The quite influential leader of the South African Communist Party in Mpumalanga will emerge as party provincial secretary for a fourth term when the party holds its provincial congress in few days to come, a spokesman has said on Monday.
Provincial spokesman Lesetja Digkale said provincial party leader Bonakele Majuba and the whole top 6 structure will be elected “as it is”, only the position of chairman will be filled when voting delegates decide.
“We are happy with his leadership,” Dikgale said just before noon on Monday.
“We want him to continue to lead us together with the current leadership and that’s why we have decided that he comes again,” he said.

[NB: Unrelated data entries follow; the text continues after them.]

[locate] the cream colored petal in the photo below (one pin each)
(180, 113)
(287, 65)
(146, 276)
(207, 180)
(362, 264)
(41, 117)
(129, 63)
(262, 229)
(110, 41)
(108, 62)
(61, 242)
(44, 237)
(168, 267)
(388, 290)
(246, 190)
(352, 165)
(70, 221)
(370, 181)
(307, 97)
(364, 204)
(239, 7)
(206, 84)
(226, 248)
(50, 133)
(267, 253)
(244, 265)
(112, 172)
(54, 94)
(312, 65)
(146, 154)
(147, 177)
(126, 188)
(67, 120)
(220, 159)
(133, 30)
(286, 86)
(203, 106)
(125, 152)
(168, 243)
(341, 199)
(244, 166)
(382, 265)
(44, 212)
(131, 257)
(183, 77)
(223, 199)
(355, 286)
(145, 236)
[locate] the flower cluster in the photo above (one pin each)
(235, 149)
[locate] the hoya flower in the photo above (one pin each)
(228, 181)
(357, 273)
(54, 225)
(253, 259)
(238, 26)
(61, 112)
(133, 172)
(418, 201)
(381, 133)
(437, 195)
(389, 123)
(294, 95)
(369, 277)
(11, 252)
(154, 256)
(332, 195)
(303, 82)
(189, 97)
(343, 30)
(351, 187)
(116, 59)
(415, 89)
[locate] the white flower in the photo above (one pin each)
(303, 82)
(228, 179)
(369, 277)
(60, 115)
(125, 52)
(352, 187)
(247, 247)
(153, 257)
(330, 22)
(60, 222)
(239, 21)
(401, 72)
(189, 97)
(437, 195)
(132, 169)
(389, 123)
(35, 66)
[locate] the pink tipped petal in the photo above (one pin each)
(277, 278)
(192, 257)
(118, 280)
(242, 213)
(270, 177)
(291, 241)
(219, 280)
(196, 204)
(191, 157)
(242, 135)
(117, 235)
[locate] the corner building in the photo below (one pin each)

The congress will take place in Mbombela from 9 to 11 September 2016, which is this coming weekend, and Majuba, his two deputies Lucky Mbuyane and Mandla Tibane, deputy chairman Andries Mnisi and treasurer Sisani Shabangu will retain their posts after they were elected in the 2013’s 8th provincial congress.
Dikgale didn’t say who will take the chairman post, saying “delegates decide on those issues”.
The move to fill a chairman position in the party comes after the sacking of Eric Kholwane as provincial chairman by Majuba last year.
A disciplinary hearing last year found Kholwane guilty and was given “a lighter sentence” but Majuba stripped Kholwane of his powers as provincial chairman of the SACP in order “to start afresh as an ordinary member”.
Kholwane had been caught in the middle of a cat fight between Mpumalanga ANC chairman David Mabuza and Majuba after he accused Majuba, who had since been removed from the Mpumalanga legislature by Mabuza, of using the SACP platform to attack ANC leaders.
The SACP in the province has been calling on Mabuza’s head to roll as chairman of the ANC in the province since 2010, saying he was a corrupt politician and didn’t want a healthy alliance relationship.
But SACP leaders have been also accused of being power-hungry and of using the SACP to force Mabuza out of office using former ANC national treasurer Mathews Phosa, who was Mpumalanga premier in former President Nelson Mandela’s 1994-1999 administration.
“We expect more than 400 delegates to attend the 9th congress and we ask journalists to please collect their accreditation tags at the eHlanzeni TVET College on Friday before 10am because the congress is expected to start at 3 in the afternoon,” Dikgale said.
“Our theme for this congress is communist cadres to the front, unite working class communities and our movement, drive the second, more radical phase of our democratic transition,” he said.